Older horses differ from young or middle aged horses for the following reasons:
They may have an increased protein catabolism (the breakdown of protein sources in the body including muscles and heart), and therefore require more protein to help offset the imbalance.
They may have a decreased digestive efficiency in the hindgut, so they may not be able to fully digest their nutrients, and require easier to digest foods while still maintaining their fibre requirements
They may have a poorer ability to digest phosphorous, which also impacts on their ability to utilise calcium effectively, and can lead to leeching of calcium from bones and teeth. Food should be supplemented with higher calcium and phosphorous to avoid this.

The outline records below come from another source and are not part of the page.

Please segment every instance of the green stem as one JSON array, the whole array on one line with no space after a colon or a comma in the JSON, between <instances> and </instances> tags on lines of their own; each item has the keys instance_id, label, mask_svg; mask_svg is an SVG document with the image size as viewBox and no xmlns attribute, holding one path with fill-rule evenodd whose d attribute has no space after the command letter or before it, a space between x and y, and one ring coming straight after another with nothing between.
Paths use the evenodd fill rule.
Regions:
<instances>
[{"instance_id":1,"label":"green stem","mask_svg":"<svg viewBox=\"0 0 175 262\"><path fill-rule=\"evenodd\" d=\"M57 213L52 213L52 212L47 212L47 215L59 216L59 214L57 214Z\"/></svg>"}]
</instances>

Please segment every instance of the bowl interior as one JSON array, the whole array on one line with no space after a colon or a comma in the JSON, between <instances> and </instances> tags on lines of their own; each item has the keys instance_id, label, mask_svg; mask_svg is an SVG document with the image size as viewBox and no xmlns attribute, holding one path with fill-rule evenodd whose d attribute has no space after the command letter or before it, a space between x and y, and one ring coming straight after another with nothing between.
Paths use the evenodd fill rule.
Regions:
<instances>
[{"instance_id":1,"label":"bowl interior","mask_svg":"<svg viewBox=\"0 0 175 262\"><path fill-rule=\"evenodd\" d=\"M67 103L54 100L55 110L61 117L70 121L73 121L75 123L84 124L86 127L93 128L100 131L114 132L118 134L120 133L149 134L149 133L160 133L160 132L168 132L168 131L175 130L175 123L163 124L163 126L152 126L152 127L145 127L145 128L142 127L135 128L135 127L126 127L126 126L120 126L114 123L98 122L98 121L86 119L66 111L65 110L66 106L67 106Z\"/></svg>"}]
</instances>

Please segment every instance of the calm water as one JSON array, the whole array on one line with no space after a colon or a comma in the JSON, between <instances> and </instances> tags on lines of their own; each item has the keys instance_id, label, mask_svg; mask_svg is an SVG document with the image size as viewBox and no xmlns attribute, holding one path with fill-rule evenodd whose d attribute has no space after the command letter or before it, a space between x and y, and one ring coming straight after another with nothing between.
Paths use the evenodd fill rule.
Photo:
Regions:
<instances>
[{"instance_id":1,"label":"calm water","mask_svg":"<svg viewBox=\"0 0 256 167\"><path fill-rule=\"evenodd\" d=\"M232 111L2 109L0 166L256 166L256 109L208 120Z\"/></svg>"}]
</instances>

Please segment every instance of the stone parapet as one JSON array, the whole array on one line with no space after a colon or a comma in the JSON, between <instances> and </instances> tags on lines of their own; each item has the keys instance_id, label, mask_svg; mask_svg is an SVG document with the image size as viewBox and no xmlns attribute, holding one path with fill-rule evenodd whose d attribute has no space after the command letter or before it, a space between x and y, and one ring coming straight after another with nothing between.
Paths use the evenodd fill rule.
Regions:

They may have greater wear on their teeth due to age, resulting in poorer capability of chewing larger, drier fibre sources. Poor teeth can also reduce their saliva production through a decrease in chewing, which impacts on the digestibility of fibrous foods.

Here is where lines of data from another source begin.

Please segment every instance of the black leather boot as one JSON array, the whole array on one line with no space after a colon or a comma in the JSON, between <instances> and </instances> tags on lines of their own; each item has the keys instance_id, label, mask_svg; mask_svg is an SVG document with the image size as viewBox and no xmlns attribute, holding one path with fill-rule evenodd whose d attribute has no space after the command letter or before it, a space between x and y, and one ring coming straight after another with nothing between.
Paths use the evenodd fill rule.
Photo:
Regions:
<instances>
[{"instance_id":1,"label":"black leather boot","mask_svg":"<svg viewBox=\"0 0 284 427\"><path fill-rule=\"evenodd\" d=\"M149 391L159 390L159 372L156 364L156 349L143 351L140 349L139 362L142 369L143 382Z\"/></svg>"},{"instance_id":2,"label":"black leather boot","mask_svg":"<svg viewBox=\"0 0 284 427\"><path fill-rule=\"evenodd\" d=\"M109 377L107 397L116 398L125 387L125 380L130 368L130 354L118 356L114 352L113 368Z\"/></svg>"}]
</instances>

They may have reduced mobility due to arthritis, which limits their grazing.
They begin to lose body fat, which reduces their ability to keep warm during the winter, meaning their energy requirements become much higher.
They are more likely to have or develop chronic diseases including Cushings, liver disease, EMS or melanomas, which complicate their nutritional requirements.
What can I do to help my older horse eat well?
Consider using shorter stemmed fibrous feeds over hay, to help make it easier for the hind gut to digest.
You may need to dampen chaff and lucernes, and other dry feeds, to make it easier to digest and provide moisture needed for digestion, which may be reduced with decreased saliva.
Select feeds that have higher protein, such as extruded soybean meal (38%) or extruded micronized lupins or canola meal (32-33%). Copra and Lucerne hay may also work, with protein at 23% and 15-17% respectively.
Look for feeds with higher calcium/phosphorous. There are specialised commercially prepared senior feeds available which cater for additional protein, calcium and phosphorous compared to feed designed for middle aged horses. You can also consider using a good quality breeder feed as well, as this also contains higher protein, calcium and phosphorous, and may be more economical as it tends to be produced in higher quantities than senior feeds.
Increase their feed during winter considerably and monitor their body condition closely. You may need to implement rugs that are slightly warmer than those used for the younger horses, but monitor carefully and don’t go overboard, as you may risk heat stress.
Consider adding supplements to support joint health and reduce pain, which can help them by improving their movement, and therefore grazing, when they are in the paddock.
Regularly assess your horses’ dental healthy with a qualified dentist and review their feeding plan. Your dentist may be able to assist with recommendations based on your horses’ needs.
Monitor your horse for any health changes and work with your vet regarding the best options for management, including nutrition.